I think they are as much good value as the current Irish Governments economic plans and told him where to get off!

Any thoughts?


----------



## Rory Gillen (16 May 2010)

I believe there is potentially great value on offer in prime Irish commercial property following a 60% decline in prices but you will have to assume that Ireland inc. recovers and does not go the way of Greece. I guess we probably all have differing views on that.

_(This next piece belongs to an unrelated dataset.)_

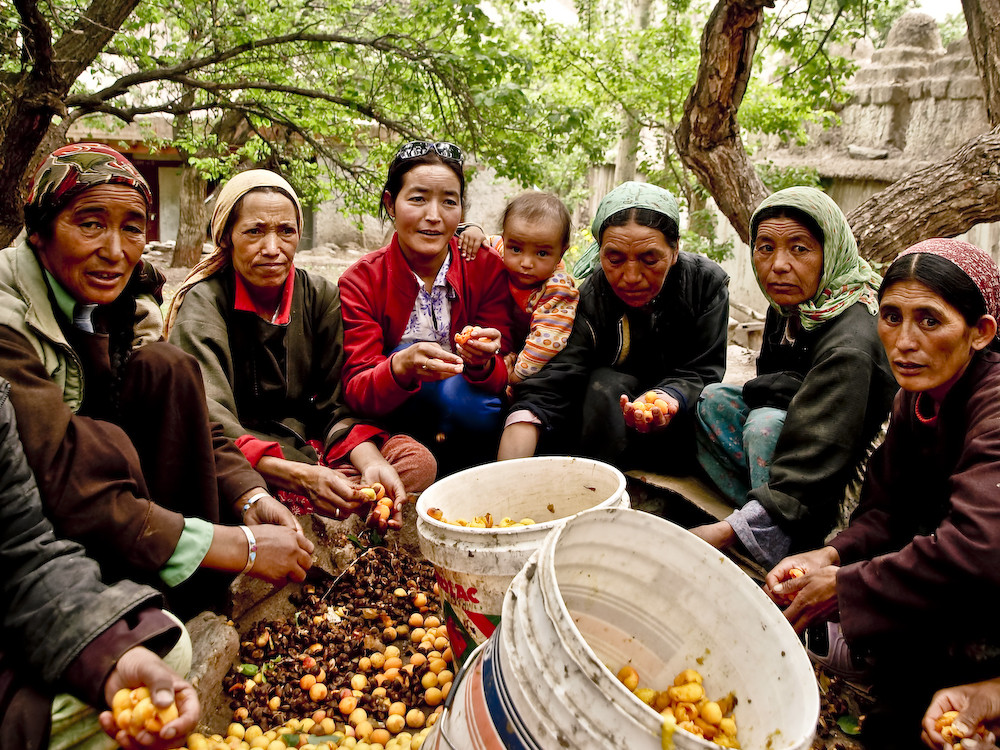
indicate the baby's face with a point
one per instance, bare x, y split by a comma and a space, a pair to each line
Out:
531, 250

I have looked closely at the Aviva Irish Commercial Property fund, which provides undiluted exposure to prime Irish commercial property. If you email me I'll send you a copy r.gillen@investRcentre.com


----------



## PMU (19 May 2010)

werner said:


> I was encouraged by a broker recently to invest in some such funds as they are now "good value"/QUOTE]
> 
> I’m not saying that IE property funds do not represent ‘good value’, but if your financial adviser is such a genius why did he or she not advise you to invest in UK commercial property in say Sept 09 when it bottomed out and has since increased back to its November 2008 level (based on the Aviva UK commercial property fund), i.e. 14% increase?  If the adviser missed this one,what makes you think he or she has any ability to forecast property trends? [Disclosure: personally long Aviva UK commercial property fund.  This is not a recommendation to invest in this or any other fund.].


----------



## werner (19 May 2010)

PMU said:


> werner said:
> 
> 
> > I was encouraged by a broker recently to invest in some such funds as they are now "good value"/QUOTE]
> ...


----------



## pavb2 (2 Jun 2010)

My experience on other thread is that I invested €200k over 3 years in Irish Life Irish Property Fund N, down about €100k now moved to Zurich policy.

I've looked at other Irish Life funds and this fund down 53% over 3 years, is probably the worst performer

Again like others I trusted broker's advice,now I will do my own research from now and have more confidence in my own decision making


----------